In un immaginifico teatro settecentesco il monastero delle Viperesche era la quinta di sinistra rispetto al fondale con la chiesa di San Vito e l’Arco di Gallieno; nella pianta del Nolli viene indicata come chiesa della Concezione e Conservatorio delle Viperesche.
Il nome gli fu dato dal popolo perché l’istituzione era stata voluta da Livia Vipereschi, appartenente ad una famiglia nobile originaria di Corneto; questa donna, a cui una biografia settecentesca riconosce il titolo di “Vergine”, era molto conosciuta per la devozione e la pratica a quei tempi inusuale per una donna della meditazione e della ”orazione mentale”. La nobildonna si dedicò alla preghiera ed alla meditazione dopo che alla vigilia delle nozze il suo promesso Valerio de’principi Massimo morì improvvisamente; la nobile Livia decise di non sposarsi più e di dedicarsi alla preghiera ed alla opere di bene verso le donne più sfortunate.
La nobildonna aveva un gran seguito di dame dell’aristocrazia romana e quindi coinvolse anche la principessa Lucrezia Rospigliosi nella fondazione del “Conservatorio delle zitelle della concezzione della Beatissima Vergine presso l’Arco di San Vito” ed ottenne anche un contributo di 50 scudi da Maria Camilla Orsini Borghese con cui fu costruita l’adiacente Cappella della SS. Concezione; il Conservatorio iniziò ad operare nel settembre del 1668.

Nell’istituto venivano ospitate sia zitelle povere ed abbandonate, purchè belle e meritevoli, a cui si cercava di dare una dote perché potessero sposarsi, sia vedove rimaste senza mezzi di sostentamento.
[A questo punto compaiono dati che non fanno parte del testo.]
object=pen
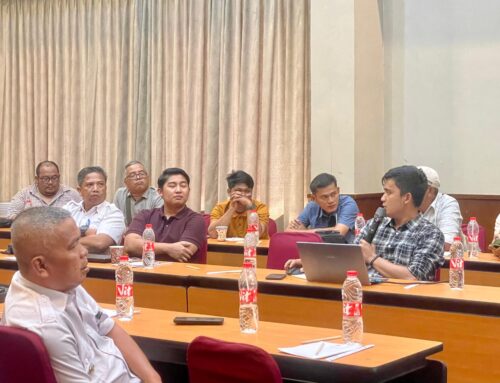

Ma il Conservatorio era anche una sorta di Casa dove si assistevano le donne con problemi delle classi agiate di Roma, come la moglie dell’architetto Camillo Barberi che la fece ospitare lì nel 1787 perché, dopo che la donna aveva avuto nove figli in 12 anni, dava segni di squilibrio mentale ed era imbarazzante per il rampante architetto avere una moglie così scomoda in casa.
All’inizio l’istituto era tenuto da “maestre” ma poi con il tempo si unirono alla Oblate Carmelitane ed il conservatorio si trasformò in un monastero dove si seguiva una regola molto rigida e tutte le “zitelle” portavano un abito di lana nera.
Ma nel 1868, fra giugno e settembre, il conservatorio arrivò sulle pagine della Cronaca di Roma per uno scabroso affare di donne recluse pseudo-visionarie e delitti sessuali che coinvolsero anche il vice-gerente di Roma, Mons. Villanova Castellacci.
Nel 1869 le Oblate furono sostituite dalle Maestre Pie Venerine e quando Roma divenne capitale del Regno d’Italia, l’istituto fu trasformato nel Convitto della SS. Concezione e le ospiti pagavano anche una retta.

Livia Vipereschi morì il 6 dicembre 1673 lasciando eredi del suo patrimonio le fanciulle del Consevatorio, con un'entrata annua di trecento scudi - ovvero la rendita delle proprietà della famiglia Vipereschi che si estinse proprio con la nobildonna -, cosicché le alunne presero il nome di "Viperesche".
L’edificio non ha particolari caratteristiche architettoniche ed essendo solo un “conservatorio per zitelle” la nobile Livia non si rivolse ad un architetto; la costruzione ha comunque attraversato quattro secoli ed ancora, con i cambiamenti dettati dai nuovi costumi, assolve al compito per cui era stato costruito.
Il Conservatorio delle Viperesche oggi è un ente di assistenza e beneficenza affidato alla Pie discepole del Redentore, ed è un pensionato per studentesse universitarie.